The American Medical Association frames AI as "augmented intelligence" — a supplement to doctors, not a replacement — and has lobbied for governance frameworks before any expansion of AI's clinical role. These are reasonable positions. They coexist with a documented reality: Google's MedGemma, a purpose-built medical AI model released in May 2026, scores 87.7% on MedQA and runs on mobile hardware. In New Zealand, 44% of Maori have unmet primary care needs and 32% cannot contact a GP due to cost. Maori live seven years less than non-Maori. The GP funding formula taking effect this July was revised to exclude ethnicity from its allocation criteria, despite expert advice to include it. Dr Gabrielle McDonald of Otago University put the consequence plainly: "Leaving ethnicity out means it's not going to be allocated to those highest areas of need." The system being protected is not serving the people it is supposed to serve. The technology being described as inadequate is already operating at clinical performance levels in specific domains, speaks every language, and is available at three in the morning.

In April 2026, around 150 ProPublica journalists staged what labour experts described as the first US newsroom strike driven primarily by demands for AI job protections. Ninety-two percent of the union voted to authorize it. Over 17,000 entertainment and media jobs were cut in 2025. Journalist unions are negotiating contract clauses restricting AI-generated content and protecting against displacement of human reporters. The Associated Press has been using AI to generate earnings reports since 2014. The piece you are reading was produced with AI assistance. The argument that AI cannot do journalism and the evidence that it is already doing journalism are being made simultaneously, in different rooms, by people who understand both to be true.

The argument that AI-generated code is unreliable has genuine empirical support: studies find higher rates of security vulnerabilities in AI-assisted codebases compared to purely human-written code. This is a real finding. It coexists with the collapse of junior developer hiring. India's top five IT firms went from 18,000 net hires to 17 in a single year. Cursor, an AI coding tool, reached two billion dollars in annualised revenue. Ninety-two percent of US developers now use AI coding tools daily. The profession arguing that AI code cannot be trusted has restructured its entire hiring pipeline around AI-augmented production. The reliability concern is real. It is not the reason junior hiring collapsed.

Copyright suits, licensing frameworks, mandatory disclosure requirements, bar association governance rules, union contract clauses: these are not primarily measures to protect the public from incompetent technology. They are instruments for slowing a transition, extracting compensation during it, and securing the political conditions under which incumbents can adapt. That is a legitimate use of democratic institutions. Professions have always used them when their market position was threatened. There is nothing uniquely dishonest about the current wave of professional resistance to AI.

What is dishonest is the framing. The competence argument is being deployed as consumer protection language for what is, at bottom, a labour protection interest. Consumer protection says: this technology is dangerous to the people who use it. Labour protection says: this technology is dangerous to the people whose jobs it replaces. Both can be true simultaneously. But running them together, in the same sentence, using the same regulatory machinery, obscures which argument is actually doing the work. It makes it harder to evaluate either claim on its own terms, and harder still for the public to understand what is actually being asked of them.

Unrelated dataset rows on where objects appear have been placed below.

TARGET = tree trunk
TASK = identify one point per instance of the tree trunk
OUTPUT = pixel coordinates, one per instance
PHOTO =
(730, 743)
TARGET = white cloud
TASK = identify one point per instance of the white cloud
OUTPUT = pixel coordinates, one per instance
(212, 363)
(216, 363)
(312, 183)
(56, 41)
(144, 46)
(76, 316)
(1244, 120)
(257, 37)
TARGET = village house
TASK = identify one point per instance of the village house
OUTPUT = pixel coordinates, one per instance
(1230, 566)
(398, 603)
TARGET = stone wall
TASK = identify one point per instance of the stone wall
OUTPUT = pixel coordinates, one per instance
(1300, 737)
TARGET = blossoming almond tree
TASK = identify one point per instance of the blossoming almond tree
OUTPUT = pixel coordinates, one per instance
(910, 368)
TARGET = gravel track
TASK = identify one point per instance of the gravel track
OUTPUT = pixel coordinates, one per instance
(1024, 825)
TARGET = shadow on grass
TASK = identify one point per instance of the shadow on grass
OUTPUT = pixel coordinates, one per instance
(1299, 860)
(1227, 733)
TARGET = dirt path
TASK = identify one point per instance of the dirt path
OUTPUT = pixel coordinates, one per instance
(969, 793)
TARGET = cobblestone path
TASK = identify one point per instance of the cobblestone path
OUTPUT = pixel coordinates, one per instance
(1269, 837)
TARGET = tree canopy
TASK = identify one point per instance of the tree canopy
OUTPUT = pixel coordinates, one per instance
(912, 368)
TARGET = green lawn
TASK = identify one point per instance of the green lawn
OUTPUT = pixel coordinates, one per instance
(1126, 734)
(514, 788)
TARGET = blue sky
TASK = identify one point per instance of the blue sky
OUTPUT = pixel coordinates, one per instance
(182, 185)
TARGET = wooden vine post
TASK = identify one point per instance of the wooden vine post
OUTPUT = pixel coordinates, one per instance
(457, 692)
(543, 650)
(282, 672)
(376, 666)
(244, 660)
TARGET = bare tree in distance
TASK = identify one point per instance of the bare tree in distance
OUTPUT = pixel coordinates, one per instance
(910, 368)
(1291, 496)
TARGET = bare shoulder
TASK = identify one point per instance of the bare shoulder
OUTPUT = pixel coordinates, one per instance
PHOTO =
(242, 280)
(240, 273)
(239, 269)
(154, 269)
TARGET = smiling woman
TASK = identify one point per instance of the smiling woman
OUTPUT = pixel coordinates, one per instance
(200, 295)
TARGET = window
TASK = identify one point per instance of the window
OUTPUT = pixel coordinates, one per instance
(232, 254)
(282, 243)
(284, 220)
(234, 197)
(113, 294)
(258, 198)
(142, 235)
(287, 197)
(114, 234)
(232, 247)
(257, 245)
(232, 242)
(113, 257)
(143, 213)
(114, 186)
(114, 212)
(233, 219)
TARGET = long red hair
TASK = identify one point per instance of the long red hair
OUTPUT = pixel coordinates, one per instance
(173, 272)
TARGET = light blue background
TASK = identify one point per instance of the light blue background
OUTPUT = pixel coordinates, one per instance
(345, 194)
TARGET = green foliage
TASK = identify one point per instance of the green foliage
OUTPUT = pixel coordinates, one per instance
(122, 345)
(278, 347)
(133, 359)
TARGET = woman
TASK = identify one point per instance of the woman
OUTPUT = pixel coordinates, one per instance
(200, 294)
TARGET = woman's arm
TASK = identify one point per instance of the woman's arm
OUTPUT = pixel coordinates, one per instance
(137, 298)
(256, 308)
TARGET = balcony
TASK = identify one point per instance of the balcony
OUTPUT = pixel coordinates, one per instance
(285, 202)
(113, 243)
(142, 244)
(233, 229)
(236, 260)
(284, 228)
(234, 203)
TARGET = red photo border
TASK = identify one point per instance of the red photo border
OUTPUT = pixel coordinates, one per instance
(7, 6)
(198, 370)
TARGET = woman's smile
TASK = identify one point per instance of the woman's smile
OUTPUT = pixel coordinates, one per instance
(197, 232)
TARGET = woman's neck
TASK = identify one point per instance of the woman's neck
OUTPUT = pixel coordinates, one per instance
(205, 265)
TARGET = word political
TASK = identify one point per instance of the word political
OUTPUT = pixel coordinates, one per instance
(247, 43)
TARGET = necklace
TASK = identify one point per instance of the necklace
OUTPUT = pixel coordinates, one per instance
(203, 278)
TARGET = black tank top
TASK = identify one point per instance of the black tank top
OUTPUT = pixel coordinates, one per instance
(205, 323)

AI is credible enough in each of these domains to threaten the incumbents. That is precisely why the barriers are being built. A technology genuinely unfit for a purpose does not require legislation to keep it out. What requires legislation is a technology adequate enough to compete, and winning. The professionals most loudly insisting that AI cannot do their jobs are the same professionals watching it do their jobs. Both observations are accurate. Only one is being stated in public.